The market picked up on Monday, where it left off last week. By that I mean we saw the small-cap index, the Russell 2000, do some heavy lifting last week by rallying 1%, but we also saw breadth flat. A divergence.
On Monday the market might have turned lower, but even when it was higher in the early going, breadth was lagging. The Russell 2000 ended the day still in the green (barely, but green is green) and breadth was decidedly negative. That's what I mean: What started last week continued this week.
It was enough to get the McClellan Summation Index to have its first little turn down in six or seven weeks. Not every turn down leads to an immediate correction in the major indexes, but with the Summation Index at its highs and the divergence that began last week continuing, I would say even if it turns back up, it's still vulnerable.
What does it need to turn back up? It would require a net differential of positive 1,000 advancers minus decliners on the New York Stock Exchange. To put that in perspective, it's been two weeks since we've seen breadth stronger than positive 1,000 and that day the S&P rallied 40 points.
So can we rally?
The S&P has now been red four straight days, something it hasn't done since September. Oh, I'm sure some will say, "But it's only 50 points, no big deal."
Would those same folks who think it's no big deal also point out that on Nov. 9 -- the day that Pfizer (PFE) first announced its vaccine results -- the S&P traded to an intraday high of 3645 and Monday it stood at 3647? That's also no big deal. Meaning: There has been no progress by the big-cap index in a month. It's not up, it's not down.
But can we rally? Well, the S&P 500 hasn't gone to five-straight red since February. The TRIN, or the Trading Index, which is a calculation of the advance/decline line's relationship with up/down volume, was at 2.4 on Monday, the highest since September. Typically, a high TRIN leads to a short-term bounce. So sure we can bounce.
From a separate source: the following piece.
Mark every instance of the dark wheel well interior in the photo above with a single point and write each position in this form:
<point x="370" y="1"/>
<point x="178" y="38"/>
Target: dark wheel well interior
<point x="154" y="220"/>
But we are seeing some minor deterioration underneath. Look at the move in the Transports on Monday. I think there is pretty good support at 12,000, but that action on Monday is not good because it wiped out all December's gains in one day.
I would also remind you that the Industrial Select Sector SPDR fund (XLI) , an exchange-traded fund to be long industrial stocks, is similar to the S&P in that it is at the place that was the high of the day on Nov. 9.
So, all the love for the industrials we keep hearing about hasn't helped very much in the last month, has it? I don't know if XLI will get all the way to the blue line, but that's decent support and you can be sure if XLI gets down there we'll stop hearing every person who comes on television say they like industrials.